Solar lamps end estero’s dark, dirty past
Residents of a creekside community in Manila received the gift of light for the New Year with the installation of the first solar-powered street lamps in the city.
“We’re bringing the light of the sun to this place which used to be dark,” ABS-CBN Foundation managing director Gina Lopez told the Inquirer on Friday at the ceremonial lighting of the 29 solar lamps along Estero de Paco, mainly on the easement from Osmena Highway to Quirino Avenue.

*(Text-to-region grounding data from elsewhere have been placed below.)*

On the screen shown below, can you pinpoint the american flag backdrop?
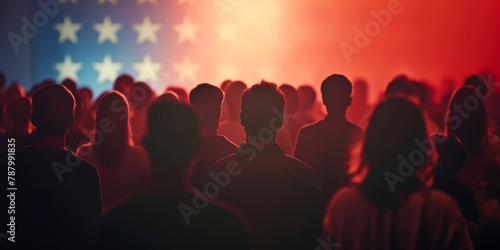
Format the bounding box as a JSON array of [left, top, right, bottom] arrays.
[[1, 0, 499, 101]]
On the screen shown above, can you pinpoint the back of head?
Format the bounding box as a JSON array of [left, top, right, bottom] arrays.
[[241, 80, 285, 137], [4, 82, 26, 105], [167, 86, 189, 105], [410, 80, 432, 108], [353, 79, 368, 103], [220, 79, 233, 92], [385, 78, 413, 99], [144, 102, 199, 174], [224, 80, 247, 120], [113, 74, 135, 96], [361, 98, 428, 209], [464, 75, 489, 97], [61, 78, 78, 94], [279, 84, 299, 115], [297, 85, 316, 111], [155, 91, 179, 104], [79, 87, 93, 105], [94, 91, 131, 167], [446, 86, 487, 158], [190, 83, 223, 124], [6, 96, 32, 126], [32, 84, 75, 136], [130, 82, 154, 110], [321, 74, 353, 111]]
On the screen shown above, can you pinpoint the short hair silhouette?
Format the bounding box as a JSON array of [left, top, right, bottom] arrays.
[[279, 84, 299, 114], [385, 78, 412, 98], [61, 78, 77, 93], [94, 91, 131, 167], [241, 80, 285, 136], [156, 91, 179, 103], [225, 80, 247, 121], [464, 75, 489, 97], [167, 86, 189, 105], [79, 87, 93, 103], [144, 102, 199, 173], [321, 74, 353, 110], [31, 84, 75, 135], [297, 85, 316, 110], [361, 98, 428, 209], [190, 83, 224, 123], [220, 79, 233, 92], [130, 81, 154, 109], [446, 86, 487, 158], [114, 74, 135, 95]]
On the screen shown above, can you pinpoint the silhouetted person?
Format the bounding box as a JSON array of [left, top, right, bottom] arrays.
[[446, 87, 500, 228], [218, 80, 247, 145], [189, 83, 237, 187], [130, 82, 155, 146], [278, 84, 302, 149], [347, 78, 372, 127], [155, 91, 179, 103], [77, 91, 151, 212], [78, 86, 95, 131], [167, 86, 189, 105], [97, 102, 249, 250], [220, 79, 233, 121], [61, 79, 90, 152], [294, 74, 364, 199], [1, 84, 102, 250], [323, 98, 473, 250], [3, 81, 25, 107], [200, 80, 324, 249], [113, 74, 135, 99], [410, 80, 439, 135], [296, 85, 318, 125]]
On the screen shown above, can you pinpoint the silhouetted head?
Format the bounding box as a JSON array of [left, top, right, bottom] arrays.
[[361, 98, 428, 209], [61, 78, 78, 94], [167, 86, 189, 105], [384, 78, 412, 99], [6, 96, 31, 127], [129, 82, 155, 110], [113, 74, 135, 96], [190, 83, 223, 131], [224, 80, 247, 121], [4, 82, 26, 105], [220, 79, 233, 92], [144, 102, 199, 175], [410, 80, 432, 108], [241, 80, 285, 138], [94, 91, 131, 167], [321, 74, 353, 112], [155, 91, 179, 103], [279, 84, 299, 115], [297, 85, 316, 111], [446, 86, 487, 158], [31, 84, 75, 136], [464, 75, 490, 97], [62, 79, 82, 121], [79, 87, 93, 105], [352, 79, 368, 104], [430, 134, 467, 175]]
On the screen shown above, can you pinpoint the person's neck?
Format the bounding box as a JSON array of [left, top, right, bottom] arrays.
[[31, 131, 67, 151], [326, 109, 347, 120]]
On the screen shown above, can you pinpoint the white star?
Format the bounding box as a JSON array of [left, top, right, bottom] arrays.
[[93, 55, 123, 84], [53, 16, 82, 44], [97, 0, 118, 4], [216, 61, 239, 81], [133, 16, 162, 44], [133, 55, 161, 83], [93, 16, 122, 44], [55, 55, 82, 81], [177, 0, 196, 5], [215, 22, 236, 43], [173, 57, 200, 83], [137, 0, 157, 4], [173, 17, 200, 44], [257, 61, 278, 80]]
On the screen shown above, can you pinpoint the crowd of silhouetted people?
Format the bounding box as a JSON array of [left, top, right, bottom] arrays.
[[0, 70, 499, 249]]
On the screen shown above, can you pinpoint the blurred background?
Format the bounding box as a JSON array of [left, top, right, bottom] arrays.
[[0, 0, 499, 103]]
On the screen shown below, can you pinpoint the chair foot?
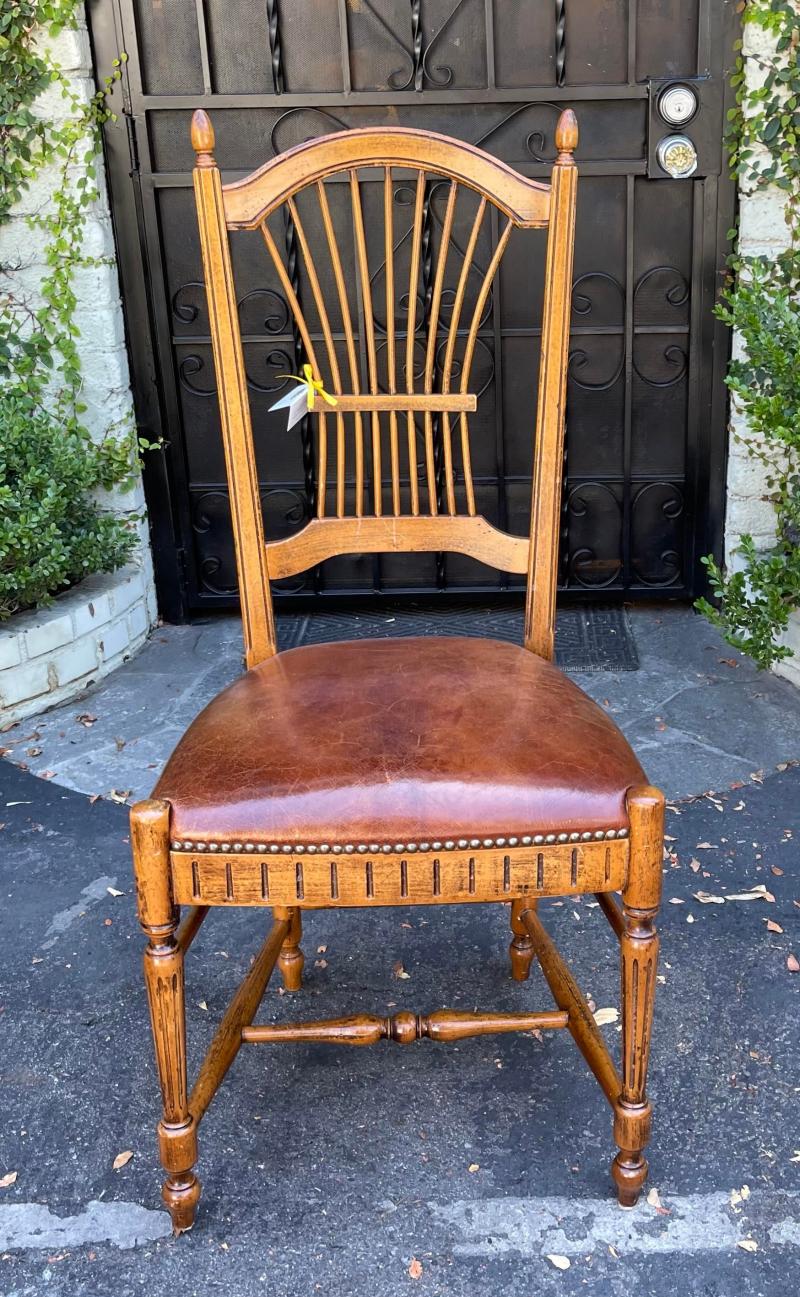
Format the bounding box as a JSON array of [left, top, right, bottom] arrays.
[[611, 1149, 648, 1208], [277, 907, 304, 991], [163, 1171, 201, 1234], [509, 899, 536, 981]]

The 2.9-kilometer estero is the pilot area chosen for greening and beautification by ABS-CBN’s Kapit Bisig Para sa Ilog Pasig (KBPIP), the Pasig River Rehabilitation Commission and other partner agencies.
“The cleanup of this estero which used to be filled with garbage is Gina’s everyday gift to you,” Manila Mayor Alfredo Lim told the residents. “Now there are streetlights and you can go out for a stroll.”

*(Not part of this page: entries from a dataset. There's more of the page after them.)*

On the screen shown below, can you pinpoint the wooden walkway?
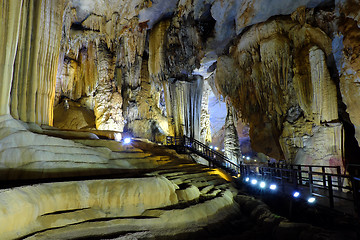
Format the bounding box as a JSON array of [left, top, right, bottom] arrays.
[[166, 135, 360, 217]]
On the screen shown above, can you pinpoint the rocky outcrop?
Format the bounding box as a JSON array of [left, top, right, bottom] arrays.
[[215, 13, 343, 168], [0, 114, 239, 239], [337, 0, 360, 147]]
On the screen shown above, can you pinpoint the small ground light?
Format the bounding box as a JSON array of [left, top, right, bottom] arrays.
[[210, 146, 213, 149], [123, 137, 131, 144], [215, 147, 219, 150], [246, 156, 250, 160], [269, 184, 277, 190], [308, 197, 316, 203], [245, 177, 250, 182], [251, 179, 257, 185], [293, 191, 300, 198], [260, 182, 266, 188]]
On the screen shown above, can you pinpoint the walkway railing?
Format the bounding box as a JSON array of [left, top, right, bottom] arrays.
[[166, 135, 241, 174], [166, 135, 360, 217]]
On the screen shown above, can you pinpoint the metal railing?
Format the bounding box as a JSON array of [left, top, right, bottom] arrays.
[[166, 135, 360, 217], [166, 135, 241, 173]]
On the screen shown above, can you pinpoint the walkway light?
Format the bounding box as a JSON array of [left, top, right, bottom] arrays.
[[269, 184, 277, 190], [245, 177, 250, 182], [308, 197, 316, 203], [293, 191, 300, 198], [246, 156, 250, 160], [260, 181, 266, 188], [123, 137, 131, 144], [210, 146, 213, 149], [251, 179, 257, 185], [215, 147, 219, 151]]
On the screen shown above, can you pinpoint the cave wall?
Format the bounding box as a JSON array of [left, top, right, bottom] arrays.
[[337, 0, 360, 149], [215, 9, 344, 168], [1, 0, 360, 167]]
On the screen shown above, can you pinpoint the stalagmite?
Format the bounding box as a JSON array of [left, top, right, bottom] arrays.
[[224, 103, 241, 164], [200, 80, 212, 143], [94, 42, 124, 131]]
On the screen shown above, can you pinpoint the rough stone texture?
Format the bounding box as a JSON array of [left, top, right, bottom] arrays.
[[53, 99, 96, 130], [8, 0, 65, 125], [337, 0, 360, 145], [0, 115, 239, 240], [224, 103, 241, 164], [215, 16, 343, 168], [1, 0, 360, 239], [0, 0, 23, 116], [200, 79, 212, 144]]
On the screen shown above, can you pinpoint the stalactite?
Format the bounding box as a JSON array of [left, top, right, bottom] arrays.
[[309, 46, 338, 124], [93, 41, 124, 131], [148, 20, 171, 83], [165, 77, 204, 139], [216, 17, 341, 163]]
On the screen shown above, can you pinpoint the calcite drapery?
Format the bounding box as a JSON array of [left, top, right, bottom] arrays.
[[215, 16, 343, 168], [0, 0, 23, 116], [2, 0, 65, 125], [200, 79, 212, 143], [337, 1, 360, 147], [224, 103, 241, 164]]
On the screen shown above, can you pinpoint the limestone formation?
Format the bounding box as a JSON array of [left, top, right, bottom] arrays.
[[200, 80, 212, 143], [0, 114, 239, 239], [224, 103, 241, 164], [215, 15, 344, 168], [1, 0, 360, 238]]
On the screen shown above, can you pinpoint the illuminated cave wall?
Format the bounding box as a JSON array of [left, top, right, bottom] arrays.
[[2, 0, 360, 167]]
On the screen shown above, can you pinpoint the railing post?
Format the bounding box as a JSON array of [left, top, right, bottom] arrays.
[[327, 175, 334, 209], [280, 169, 285, 192], [352, 177, 360, 217], [309, 166, 313, 194], [322, 166, 326, 189], [337, 166, 342, 192], [298, 165, 302, 185], [293, 168, 298, 188]]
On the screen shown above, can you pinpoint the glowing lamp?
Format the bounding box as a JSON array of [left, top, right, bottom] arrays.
[[308, 197, 316, 203], [246, 156, 250, 160], [123, 137, 131, 144], [245, 177, 250, 182], [260, 182, 266, 188], [293, 192, 300, 198], [251, 179, 257, 185], [269, 184, 277, 190]]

The lamps automatically light up at night and go off to recharge during the day, according to Rey Reyes of Adtel Inc., a sister company of ABS-CBN, which provided and installed the solar lighting system.
Reyes advised the residents not to congregate directly under the lampposts to conserve energy. The posts have sensors that automatically increase the lamps’ brightness when warm bodies are nearby, he said.

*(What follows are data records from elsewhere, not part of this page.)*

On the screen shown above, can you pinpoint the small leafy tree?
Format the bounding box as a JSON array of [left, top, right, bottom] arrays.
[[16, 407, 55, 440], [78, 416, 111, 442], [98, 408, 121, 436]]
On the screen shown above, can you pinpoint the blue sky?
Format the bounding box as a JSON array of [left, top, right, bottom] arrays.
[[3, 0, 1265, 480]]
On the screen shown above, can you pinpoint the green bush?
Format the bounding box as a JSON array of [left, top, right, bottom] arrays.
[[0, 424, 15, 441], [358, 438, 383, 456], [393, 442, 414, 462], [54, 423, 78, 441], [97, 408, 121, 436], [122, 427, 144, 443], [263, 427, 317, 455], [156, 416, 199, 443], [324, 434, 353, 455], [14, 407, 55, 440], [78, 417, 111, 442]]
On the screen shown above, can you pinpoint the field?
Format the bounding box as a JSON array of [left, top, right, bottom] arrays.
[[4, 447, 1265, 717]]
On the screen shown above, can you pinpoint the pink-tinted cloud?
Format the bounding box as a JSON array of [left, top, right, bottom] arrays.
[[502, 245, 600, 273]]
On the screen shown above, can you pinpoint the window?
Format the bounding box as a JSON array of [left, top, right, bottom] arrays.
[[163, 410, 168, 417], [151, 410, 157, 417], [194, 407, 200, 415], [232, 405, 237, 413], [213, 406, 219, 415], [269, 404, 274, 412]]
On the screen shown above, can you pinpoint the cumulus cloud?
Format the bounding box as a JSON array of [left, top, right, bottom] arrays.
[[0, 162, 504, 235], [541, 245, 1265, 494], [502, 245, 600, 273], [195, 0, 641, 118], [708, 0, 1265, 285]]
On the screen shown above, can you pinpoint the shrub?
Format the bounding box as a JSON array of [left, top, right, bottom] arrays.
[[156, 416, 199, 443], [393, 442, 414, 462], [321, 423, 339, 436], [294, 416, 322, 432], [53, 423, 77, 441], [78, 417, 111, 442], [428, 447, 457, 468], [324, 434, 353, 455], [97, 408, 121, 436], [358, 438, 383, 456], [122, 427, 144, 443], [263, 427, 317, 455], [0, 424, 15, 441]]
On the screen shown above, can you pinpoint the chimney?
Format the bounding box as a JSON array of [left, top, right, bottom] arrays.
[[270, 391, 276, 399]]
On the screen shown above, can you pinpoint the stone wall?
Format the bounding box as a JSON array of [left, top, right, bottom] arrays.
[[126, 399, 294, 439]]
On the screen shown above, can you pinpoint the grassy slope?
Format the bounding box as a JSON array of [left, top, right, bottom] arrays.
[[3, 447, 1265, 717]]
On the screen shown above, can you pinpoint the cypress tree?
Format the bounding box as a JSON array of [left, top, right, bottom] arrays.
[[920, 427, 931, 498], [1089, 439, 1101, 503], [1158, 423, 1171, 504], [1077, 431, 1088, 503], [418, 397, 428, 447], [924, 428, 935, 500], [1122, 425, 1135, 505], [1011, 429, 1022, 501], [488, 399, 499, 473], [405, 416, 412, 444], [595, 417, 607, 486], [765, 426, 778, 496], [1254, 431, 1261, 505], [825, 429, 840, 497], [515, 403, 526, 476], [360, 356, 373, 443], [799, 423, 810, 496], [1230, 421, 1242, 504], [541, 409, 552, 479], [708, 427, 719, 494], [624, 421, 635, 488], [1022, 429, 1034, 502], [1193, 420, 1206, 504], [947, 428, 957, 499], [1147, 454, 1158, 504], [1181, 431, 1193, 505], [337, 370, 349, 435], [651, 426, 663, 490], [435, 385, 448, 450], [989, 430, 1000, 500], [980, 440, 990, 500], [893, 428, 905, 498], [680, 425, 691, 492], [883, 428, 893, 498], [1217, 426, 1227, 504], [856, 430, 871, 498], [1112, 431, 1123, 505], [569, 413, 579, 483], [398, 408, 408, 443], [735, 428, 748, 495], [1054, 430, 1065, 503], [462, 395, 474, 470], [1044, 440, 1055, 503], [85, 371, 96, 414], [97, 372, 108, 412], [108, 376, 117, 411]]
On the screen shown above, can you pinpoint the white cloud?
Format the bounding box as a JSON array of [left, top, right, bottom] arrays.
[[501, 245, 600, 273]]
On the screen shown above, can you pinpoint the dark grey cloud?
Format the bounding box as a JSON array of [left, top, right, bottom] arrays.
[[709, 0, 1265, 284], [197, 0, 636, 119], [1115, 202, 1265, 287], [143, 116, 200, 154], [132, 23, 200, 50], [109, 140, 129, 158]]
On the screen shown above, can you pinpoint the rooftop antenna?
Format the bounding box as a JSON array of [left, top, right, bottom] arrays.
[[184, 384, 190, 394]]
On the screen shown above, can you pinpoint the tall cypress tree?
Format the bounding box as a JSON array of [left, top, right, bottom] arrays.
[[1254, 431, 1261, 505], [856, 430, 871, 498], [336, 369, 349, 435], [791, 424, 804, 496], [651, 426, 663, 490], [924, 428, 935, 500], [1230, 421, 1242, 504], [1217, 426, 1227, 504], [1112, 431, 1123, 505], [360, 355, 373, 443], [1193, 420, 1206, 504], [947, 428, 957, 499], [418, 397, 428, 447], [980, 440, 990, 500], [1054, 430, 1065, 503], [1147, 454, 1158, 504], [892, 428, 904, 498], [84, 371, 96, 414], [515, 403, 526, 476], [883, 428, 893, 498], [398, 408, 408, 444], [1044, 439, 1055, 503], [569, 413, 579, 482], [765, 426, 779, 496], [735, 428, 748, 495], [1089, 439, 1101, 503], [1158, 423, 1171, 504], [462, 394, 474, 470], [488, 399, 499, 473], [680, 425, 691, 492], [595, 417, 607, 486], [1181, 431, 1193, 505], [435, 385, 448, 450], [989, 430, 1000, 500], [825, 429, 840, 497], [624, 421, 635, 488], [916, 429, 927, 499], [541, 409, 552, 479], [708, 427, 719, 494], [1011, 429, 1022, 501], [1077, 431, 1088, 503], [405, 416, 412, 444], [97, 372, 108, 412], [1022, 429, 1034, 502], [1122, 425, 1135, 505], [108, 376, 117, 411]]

Each streetlight costs P25,000, bringing the total project cost to P725,000. The funds came from the proceeds of the 11.20.2011 Run for the Pasig River held by KBPIP.
The lighting system’s battery packs are expected to last for three to five years, while the solar panels and LED (light-emitting diode) lamps can last for 25 years.
Lim lauded Lopez and the ABS-CBN Foundation for the improvements in Estero de Paco which, according to him, previous Manila mayors, including himself, had failed to accomplish.
“We weren’t able to clean up the estero,” he said. “Good thing Gina found a way. She has made many sacrifices to spearhead laudable projects.”
In return, Lopez thanked Lim for the support and cooperation and lauded the block leaders and so-called “river warriors” of the community for reducing the volume of the garbage that ends up in the waterway.
“No matter how much money we put into this project, it will not be successful if the people do not pledge to help in achieving decent living (conditions),” Lopez said.
“I hope you take care of the lamps. I hope they don’t get stolen,” she added.